Arsenal’s dressing room will have a familiar look for their new £45million signing Gabriel Jesus. Not only is he joining a squad which now boasts no fewer than four Brazilians, but all come from a 20-mile radius in the country’s biggest city, Sao Paulo.
Jesus himself was raised in Jardim Peri, Gabriel Magalhaes in Pirituba and Gabriel Martinelli in Guarulhos – all from the northern part of the town. Marquinhos, meanwhile, hails from Jardim Colombo, in the city’s sprawling western suburbs.
That Sao Paulo – rather than Islington – has turned into Arsenal’s talent factory should perhaps not be surprising, given the club’s technical director, Edu Gaspar, a key part of this process, is himself a paulista who was also born in Guarulhos.
A concrete jungle widely known for its work-hard-play-hard mentality, Sao Paulo – Brazil’s most populous city at 12 million – is often derided as being ugly, too noisy and fast-paced. It certainly lacks Rio’s beaches, or Salvador’s architecture, but what it lacks in sheen it makes up for in sporting prowess – and especially football.
Only south London and Paris can compete with Sao Paulo when it comes to producing elite talent, with the likes of Arsene Wenger considering it the world’s most fertile breeding ground. Over his 22-year spell with the club, he signed 11 Brazilian athletes, with seven of them being from Sao Paulo: Sylvinho, Juan, Edu, Julio Baptista, Denilson Pereira, Andre Santos and Gabriel Paulista.
“Players from Rio de Janeiro and Sao Paulo are different. One is a beach area [Rio] and the other is more hard-working. In Sao Paulo, they are fighters. It’s a city of workers,” Wenger observed in 2015.
Under the guidance of Edu, Arsenal are again determined to strengthen these ties. Telegraph Sport understands that they are currently in talks for a formal link-up with Sao Paulo FC after the Marquinhos signing this summer. Among other things, the deal would include a preferential option on youngsters from the Brazilian club.
In Everton Gushiken, the Londoners currently have a long-time scout in Brazil, but strongly considered adding another professional to the country’s operation early in 2020, with Edu leading the search for a name. Amongst those sounded out for the role was the club’s former man Sandro Orlandelli, who ended up moving to Red Bull Bragantino instead.
‘People usually refer to Sao Paulo as the engine of Brazil – that makes sense’
There is no straightforward answer as to how the Sao Paulo region produces so much talent, providing almost a third of the Selecao’s squad in the last World Cup.

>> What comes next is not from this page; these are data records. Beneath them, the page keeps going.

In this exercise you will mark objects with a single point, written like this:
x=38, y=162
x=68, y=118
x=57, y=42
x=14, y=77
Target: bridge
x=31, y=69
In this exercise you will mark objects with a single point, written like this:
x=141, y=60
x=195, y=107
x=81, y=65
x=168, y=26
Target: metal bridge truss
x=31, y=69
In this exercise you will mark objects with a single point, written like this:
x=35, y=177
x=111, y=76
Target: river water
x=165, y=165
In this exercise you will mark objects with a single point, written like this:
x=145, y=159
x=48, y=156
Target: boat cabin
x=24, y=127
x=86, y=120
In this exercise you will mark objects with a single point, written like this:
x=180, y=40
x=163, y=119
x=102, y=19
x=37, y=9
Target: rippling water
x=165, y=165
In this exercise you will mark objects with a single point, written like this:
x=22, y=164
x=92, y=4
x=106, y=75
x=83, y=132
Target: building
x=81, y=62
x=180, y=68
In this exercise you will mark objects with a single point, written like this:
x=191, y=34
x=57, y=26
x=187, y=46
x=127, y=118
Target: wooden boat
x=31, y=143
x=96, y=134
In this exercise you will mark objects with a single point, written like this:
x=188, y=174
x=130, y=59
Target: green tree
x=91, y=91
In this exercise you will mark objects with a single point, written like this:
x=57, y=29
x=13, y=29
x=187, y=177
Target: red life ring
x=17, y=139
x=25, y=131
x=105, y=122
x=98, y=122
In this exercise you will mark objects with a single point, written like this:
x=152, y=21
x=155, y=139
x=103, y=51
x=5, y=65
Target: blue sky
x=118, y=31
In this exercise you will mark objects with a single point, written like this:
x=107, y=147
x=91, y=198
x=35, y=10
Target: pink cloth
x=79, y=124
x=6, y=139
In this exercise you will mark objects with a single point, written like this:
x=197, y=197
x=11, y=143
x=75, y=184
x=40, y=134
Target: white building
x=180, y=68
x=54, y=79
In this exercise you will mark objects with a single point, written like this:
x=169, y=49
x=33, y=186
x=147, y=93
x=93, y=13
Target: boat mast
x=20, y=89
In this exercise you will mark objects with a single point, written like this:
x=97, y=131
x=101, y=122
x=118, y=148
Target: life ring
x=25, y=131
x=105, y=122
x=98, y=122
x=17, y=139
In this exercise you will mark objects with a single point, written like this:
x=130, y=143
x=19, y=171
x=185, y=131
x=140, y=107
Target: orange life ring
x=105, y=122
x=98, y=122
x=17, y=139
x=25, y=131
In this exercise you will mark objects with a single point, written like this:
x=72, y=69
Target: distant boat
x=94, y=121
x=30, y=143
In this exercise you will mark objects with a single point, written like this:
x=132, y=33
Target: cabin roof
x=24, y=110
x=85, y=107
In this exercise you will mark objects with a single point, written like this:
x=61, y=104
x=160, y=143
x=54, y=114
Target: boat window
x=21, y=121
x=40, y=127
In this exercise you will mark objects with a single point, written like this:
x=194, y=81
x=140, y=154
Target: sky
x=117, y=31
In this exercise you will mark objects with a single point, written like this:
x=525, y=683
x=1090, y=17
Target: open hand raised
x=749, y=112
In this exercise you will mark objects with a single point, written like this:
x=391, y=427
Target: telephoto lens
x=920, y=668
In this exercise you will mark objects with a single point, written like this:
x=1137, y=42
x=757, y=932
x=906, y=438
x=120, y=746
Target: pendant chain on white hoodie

“People usually refer to Sao Paulo as the engine of the country and that makes sense when you consider that most of the industries are all in that area. So if you are raised there, you will have the competitiveness factor with you from very early. It’s part of their culture”, Erasmo Damiani, who worked as Brazil team coordinator during the 2016 Olympic gold-medal campaign, told Telegraph Sport. “And that obviously extends to football. Whilst in Rio, you may see a kid taking seven shots on goal instead of 10 to leave early training and go to the beach, in Sao Paulo that doesn’t happen.
“Also, the level of competition that you have on the pitch in Sao Paulo you don’t find anywhere in Brazil. The three big teams [Corinthians, Palmeiras and Sao Paulo FC] have the best facilities, but that doesn’t mean that they always win. You’ve got other local sides such as Portuguesa, Nacional and Juventus and strong clubs from nearby cities like Santos, Guarani, Ponte Preta, Mirassol, Novorizontino and Audax. There isn’t only one path to success.”
Jesus’ rise to the top illustrates that. The 25-year-old had to wait patiently for his chance and featured teams for semi-amateur until the age of 15. It was then that he was snapped up by Palmeiras and first met Damiani. The boy known as Borel – because he resembled the Brazilian funk singer, Nego do Borel – would leave for City four years later as the club’s record sale at £27m.
Finding the next Jesus may not be an easy job, but the odds are far higher in Sao Paulo than anywhere else in the country.
“Being a megalopolis with plenty of opportunities, Sao Paulo attracts people from all parts of Brazil, so you have all different ethnic groups, biotypes and cultures,” said Junior Chavare, a former youth football director at Sao Paulo FC and other teams.
“The characteristics are extremely heterogeneous, which means that, unlike other places, you don’t have just one kind of player. You have several different kinds.
“On top of that, whether it’s for the great stadiums – in terms of numbers, only Buenos Aires has more – the weather – you have all four seasons in a week, so players experience winter before they actually move abroad – or the mentality, you’ve got all the conditions to develop an athlete that will be prepared for Europe when the time comes.”